Rubric 7 — README / developer docs — Chapter 25

Criterion 1 2 3
Front-door order Philosophy wall up top Quick-start present Quick-start leads; what/why/install answered in order
Time-to-first-success No runnable example Example present Copy-pasteable install + example that runs on a clean machine
API completeness Happy path only Fields documented Request, response, and error codes with examples
The why (ADR) Decisions undocumented Some rationale Key decisions recorded: context, decision, consequences

Rubric 8 — Data memo — Chapter 27

Criterion 1 2 3
Order Methodology-first Findings-first Recommendation-first; reader can act from the top
"So what?" Numbers with no implication Implication stated Every finding tied to a decision
Captions "Figure 1: Churn." Describes the figure Caption interprets — states the takeaway (Chapter 9)
Honesty Uncertainty hidden Limits mentioned Confidence calibrated; caveats that affect the decision kept

Rubric 9 — Slides & presentation — Chapters 30, 31

Criterion 1 2 3
Slide load Walls of bullets read aloud One topic per slide Assertion-evidence; the title states the point in ~6 words
Arc Data with no story Beginning/middle/end Hook → roadmap → body → close; one clear takeaway
Delivery Reads slides; over time Roughly on time Timed; speaks to the audience; handles Q&A

Rubric 10 — Clinical & patient-facing writing — Chapter 36

⚠️ Educational only; not medical advice.

Criterion 1 2 3
SOAP discipline Conclusion smuggled into Objective Sections mostly separate S/O/A/P clean; assessment shows its uncertainty
Health literacy Clinical jargon, untranslated Mostly plain 6th–8th-grade level; concrete actions ("drink 8 glasses")
No misreading "As needed," "as directed" left vague Most instructions specific Cannot be read into an unsafe action; dose ceiling + window stated
Escalation trigger "When to call" missing Mentioned Explicit: what to do, how to know it's working, when to call for help

Rubric 11 — One-pager / policy brief — Chapter 37

Criterion 1 2 3
Survives a 60-second read Shrunken full report Skimmable Reader can decide in one minute
Recommends, not summarizes "Further research warranted" Leans toward a recommendation One clear recommendation up top
Stakes "Significant" A number 2–3 numbers that quantify the stakes
Honest compression Dropped a decision-changing caveat Caveats present Compressed to the truth, not past it

How to use these as an instructor

Hand students the relevant rubric with the assignment, not after.
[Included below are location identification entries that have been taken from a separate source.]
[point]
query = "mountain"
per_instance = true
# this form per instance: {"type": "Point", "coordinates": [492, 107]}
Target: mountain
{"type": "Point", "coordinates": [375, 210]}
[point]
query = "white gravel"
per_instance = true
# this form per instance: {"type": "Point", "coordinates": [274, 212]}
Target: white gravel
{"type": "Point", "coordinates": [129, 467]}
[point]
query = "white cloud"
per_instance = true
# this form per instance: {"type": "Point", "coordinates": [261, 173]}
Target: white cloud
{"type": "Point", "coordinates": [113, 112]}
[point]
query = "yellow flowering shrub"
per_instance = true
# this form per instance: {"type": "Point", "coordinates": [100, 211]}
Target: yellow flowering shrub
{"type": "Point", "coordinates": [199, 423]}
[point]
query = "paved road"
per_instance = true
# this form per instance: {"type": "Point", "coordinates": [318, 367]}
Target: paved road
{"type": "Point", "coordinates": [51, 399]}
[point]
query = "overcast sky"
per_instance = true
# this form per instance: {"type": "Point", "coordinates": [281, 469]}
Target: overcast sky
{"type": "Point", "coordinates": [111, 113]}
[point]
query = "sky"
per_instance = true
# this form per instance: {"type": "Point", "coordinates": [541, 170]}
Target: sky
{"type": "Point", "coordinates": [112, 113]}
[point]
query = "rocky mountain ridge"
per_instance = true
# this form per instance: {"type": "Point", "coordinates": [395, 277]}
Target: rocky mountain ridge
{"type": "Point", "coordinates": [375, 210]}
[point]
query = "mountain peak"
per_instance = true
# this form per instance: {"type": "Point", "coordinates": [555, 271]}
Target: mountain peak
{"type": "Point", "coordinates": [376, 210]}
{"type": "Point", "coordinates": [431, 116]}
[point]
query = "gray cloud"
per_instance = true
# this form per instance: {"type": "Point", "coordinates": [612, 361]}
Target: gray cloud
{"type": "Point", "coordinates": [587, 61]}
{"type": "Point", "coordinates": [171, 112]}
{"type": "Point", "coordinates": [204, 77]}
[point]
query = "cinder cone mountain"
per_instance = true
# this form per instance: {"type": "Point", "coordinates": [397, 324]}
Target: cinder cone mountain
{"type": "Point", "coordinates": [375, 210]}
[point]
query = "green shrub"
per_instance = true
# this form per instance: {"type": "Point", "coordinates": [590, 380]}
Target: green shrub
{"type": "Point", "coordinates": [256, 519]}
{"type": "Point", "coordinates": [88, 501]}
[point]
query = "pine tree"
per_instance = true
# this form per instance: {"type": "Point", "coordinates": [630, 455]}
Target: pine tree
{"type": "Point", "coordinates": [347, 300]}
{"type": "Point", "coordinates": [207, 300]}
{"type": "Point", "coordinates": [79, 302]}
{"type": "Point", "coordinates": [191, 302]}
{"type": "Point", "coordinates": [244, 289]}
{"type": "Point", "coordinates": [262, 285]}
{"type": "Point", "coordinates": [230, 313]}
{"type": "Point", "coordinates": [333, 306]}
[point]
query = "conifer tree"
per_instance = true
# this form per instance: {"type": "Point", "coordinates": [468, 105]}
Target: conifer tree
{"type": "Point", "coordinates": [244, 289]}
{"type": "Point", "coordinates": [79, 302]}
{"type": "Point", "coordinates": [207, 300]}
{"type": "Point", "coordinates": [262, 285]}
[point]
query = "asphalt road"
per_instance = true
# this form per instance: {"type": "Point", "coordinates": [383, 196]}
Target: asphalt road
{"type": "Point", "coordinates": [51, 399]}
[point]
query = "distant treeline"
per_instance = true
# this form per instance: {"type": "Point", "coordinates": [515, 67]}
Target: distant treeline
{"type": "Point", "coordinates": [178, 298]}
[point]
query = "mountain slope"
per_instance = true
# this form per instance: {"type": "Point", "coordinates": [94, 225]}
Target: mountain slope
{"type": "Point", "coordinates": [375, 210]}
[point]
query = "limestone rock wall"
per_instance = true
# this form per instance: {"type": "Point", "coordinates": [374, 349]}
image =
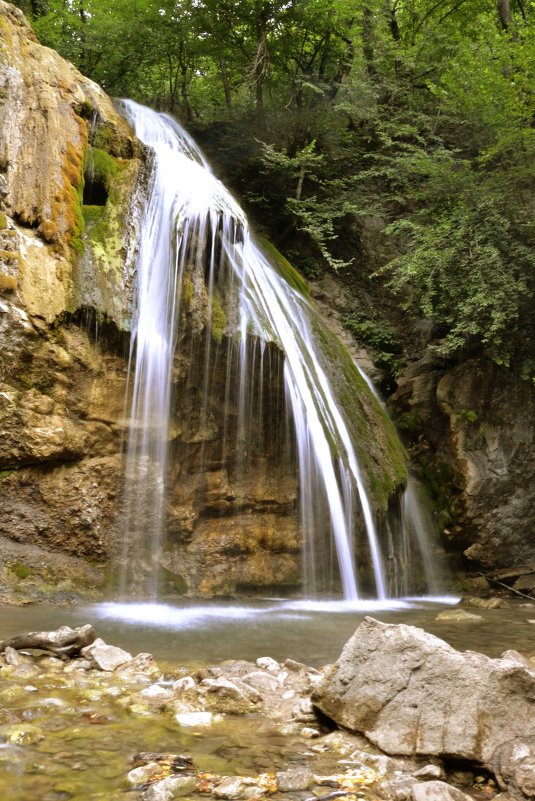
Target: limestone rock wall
{"type": "Point", "coordinates": [72, 183]}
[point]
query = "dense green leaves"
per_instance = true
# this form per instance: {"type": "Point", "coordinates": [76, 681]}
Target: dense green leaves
{"type": "Point", "coordinates": [416, 114]}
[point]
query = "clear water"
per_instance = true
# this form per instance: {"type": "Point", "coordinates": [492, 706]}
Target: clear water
{"type": "Point", "coordinates": [312, 632]}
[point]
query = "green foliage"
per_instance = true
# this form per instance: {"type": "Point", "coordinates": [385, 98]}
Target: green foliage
{"type": "Point", "coordinates": [416, 113]}
{"type": "Point", "coordinates": [465, 270]}
{"type": "Point", "coordinates": [21, 571]}
{"type": "Point", "coordinates": [379, 335]}
{"type": "Point", "coordinates": [99, 165]}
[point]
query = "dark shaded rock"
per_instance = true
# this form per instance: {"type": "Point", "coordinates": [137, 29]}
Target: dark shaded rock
{"type": "Point", "coordinates": [437, 791]}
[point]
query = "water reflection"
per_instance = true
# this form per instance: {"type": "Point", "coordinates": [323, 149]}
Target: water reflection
{"type": "Point", "coordinates": [313, 632]}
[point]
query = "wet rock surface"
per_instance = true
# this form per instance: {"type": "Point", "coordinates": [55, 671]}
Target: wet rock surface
{"type": "Point", "coordinates": [411, 693]}
{"type": "Point", "coordinates": [157, 733]}
{"type": "Point", "coordinates": [471, 428]}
The criteria become the spec. For peer review, have reviewers score each row and cite the specific line that earned a 1 — a score without evidence isn't feedback. For grading, weight the rows by what the genre most needs (an incident report leans on "owners + dates" and "blameless"; a data memo leans on "order" and "so what?"). Open-ended tasks in the exercises and quizzes point here for self-assessment when no single answer key applies.